EDITORIAL - Purge the list

Perhaps thousands of people decided, all at the same time, to change residences, and considered it their civic duty to register as new voters in their new addresses. Video footage and photographs showed hordes of people crowding voter registration centers or waiting in line even in heavy rain the other day, the deadline for the new list-up for the barangay and youth council elections in October.

Some of the faces in the crowd looked sufficiently young to qualify as new voters for the Sangguniang Kabataan or SK elections. But most of the others looked way past their teens. Did so many fail to register as voters for the past decades? Are they all new in their neighborhoods and needed to register again?

The Commission on Elections must find out. There are rumors of cash changing hands and promises of a moratorium on relocation for informal settlers who register as new voters. The Comelec must do its best to purge flying voters or double registrants from the list. The SK is controversial enough without the elections being compromised by illegal voters.

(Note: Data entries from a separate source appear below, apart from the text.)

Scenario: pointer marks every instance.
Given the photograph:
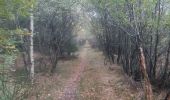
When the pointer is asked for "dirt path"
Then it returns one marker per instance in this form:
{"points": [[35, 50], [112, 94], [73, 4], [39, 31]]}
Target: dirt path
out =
{"points": [[70, 89], [85, 78]]}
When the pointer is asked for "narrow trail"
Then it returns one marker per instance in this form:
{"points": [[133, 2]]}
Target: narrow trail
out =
{"points": [[70, 89], [85, 78]]}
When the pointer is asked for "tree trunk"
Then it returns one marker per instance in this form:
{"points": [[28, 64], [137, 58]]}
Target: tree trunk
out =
{"points": [[31, 45]]}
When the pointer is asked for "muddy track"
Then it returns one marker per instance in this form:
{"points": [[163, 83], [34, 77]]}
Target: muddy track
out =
{"points": [[70, 89]]}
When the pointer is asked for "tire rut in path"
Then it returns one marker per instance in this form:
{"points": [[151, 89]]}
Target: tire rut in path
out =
{"points": [[70, 89]]}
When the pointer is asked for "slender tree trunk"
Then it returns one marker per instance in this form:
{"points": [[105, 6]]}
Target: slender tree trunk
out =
{"points": [[147, 84], [31, 45]]}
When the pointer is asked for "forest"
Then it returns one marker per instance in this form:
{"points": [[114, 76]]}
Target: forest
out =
{"points": [[84, 49]]}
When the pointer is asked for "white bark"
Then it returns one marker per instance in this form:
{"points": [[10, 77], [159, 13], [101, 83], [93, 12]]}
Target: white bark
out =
{"points": [[31, 45]]}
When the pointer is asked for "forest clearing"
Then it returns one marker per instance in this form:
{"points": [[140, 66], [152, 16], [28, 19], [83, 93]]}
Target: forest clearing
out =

Comelec officials have warned that flying voters will be penalized. A major concern is whether the poll body has the capability to verify the qualifications of each new registrant. The best way to verify is to enlist the help of barangay officials. Obviously this is a problem if the barangay officials themselves were the ones who instigated the fraudulent registration.

Even with limited resources, however, the Comelec must move to purge the voter’s list quickly. If the Comelec fails to do so and the voter’s list has become heavily padded, the same corrupted list will be used in the general elections in 2016 where the stakes are bigger.